The findings were part of a comprehensive study that tracked the lives of Chicago residents from their childhood and adolescence in the 1990s until the beginning of middle age. The study found that 56 percent of black and Hispanic individuals have witnessed at least one shooting incident by the time they reached the age of 40.

The research also determined that white residents were less likely to be exposed to gun violence compared to their black and Hispanic counterparts, although the percentage remains considerably high. Approximately 25 percent of white Chicagoans say they had witnessed a shooting before reaching the age of 40.

Overall, it was determined that 50 percent of the study’s participants had encountered gun violence by the time they turned 40. The average age of witnessing a shooting was found to be just 14 years old.

Within the study group, it was observed that over seven percent of Black and Hispanic individuals had experienced being shot themselves before reaching the age of 40, while the percentage was three percent among white individuals. On average, the age at which individuals were shot was found to be 17 years old.

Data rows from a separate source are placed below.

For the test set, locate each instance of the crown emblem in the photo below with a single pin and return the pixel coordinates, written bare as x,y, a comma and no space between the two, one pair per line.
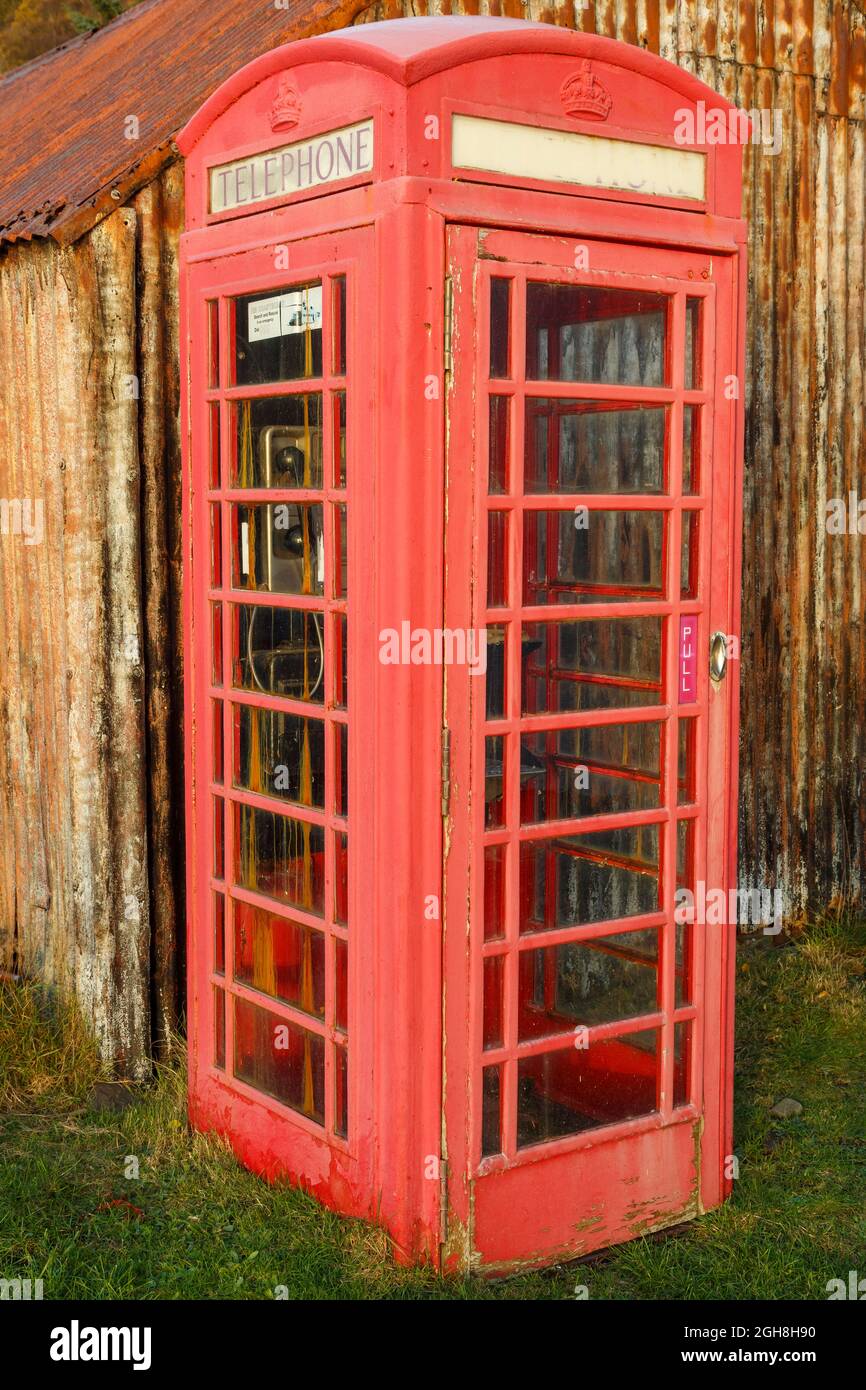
285,111
584,95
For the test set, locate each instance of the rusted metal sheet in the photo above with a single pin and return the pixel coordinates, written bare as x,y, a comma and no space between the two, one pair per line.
89,124
802,813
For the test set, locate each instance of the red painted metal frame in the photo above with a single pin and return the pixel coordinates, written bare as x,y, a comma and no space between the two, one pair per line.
603,1184
410,1159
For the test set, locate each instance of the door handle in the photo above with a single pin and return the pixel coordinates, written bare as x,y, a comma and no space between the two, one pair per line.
717,656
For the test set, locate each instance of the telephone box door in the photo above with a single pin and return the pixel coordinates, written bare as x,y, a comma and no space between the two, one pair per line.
280,1047
588,533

Additionally, the researchers conducted a comparison of the locations where gun violence incidents occurred in the year leading up to the recent study interviews conducted in 2021. The rates of shootings within a 250-meter radius of Black participants’ homes were more than 12 times higher than those of white participants. Similarly, the rates of shootings near the homes of Hispanic individuals were nearly four times higher compared to those of white individuals.


It is worth noting that the research team continued to collect data from participants who had moved out of the city, although the majority of gun violence incidents were concentrated within Chicago.

The researchers argue that living with the constant threat of gun violence likely imposes a “cumulative physiological toll” on the citizens of Chicago, as well as on individuals residing in crime-ridden cities across the United States.

The study was originally carried out by a University of Cambridge criminologist in collaboration with researchers from Harvard and Oxford universities.

Study lead Dr. Charles Lanfear from the University of Cambridge’s Institute of Criminology explained:

Existing evidence suggests that the long-term stress of exposure to firearm violence can contribute to everything from lower test scores for schoolkids to diminished life expectancy through heart disease.

We expected levels of exposure to gun violence to be high, but not this high. Our findings are frankly startling and disturbing. A substantial portion of Chicago’s population could be living with trauma as a result of witnessing shootings and homicides, often at a very young age.

It is clear that Black people in particular are often living in a very different social context, with far higher risks of seeing and becoming victims of gun violence in the streets near their homes lasting into middle age.


The participants for the study were chosen from households that were randomly selected from a predetermined list of eighty districts in Chicago. These districts were thoughtfully selected to represent a diverse range of racial backgrounds and varying levels of social advantages or disadvantages present throughout the city.

The findings underline the dire situation facing Chicago’s incoming socialist mayor Brandon Johnson, who has made a point of being even softer on crime than the outgoing Lori Lightfoot. The city currently has one of the highest homicide rates in the United States, with an average of around 28.6 deaths per 100,000 people.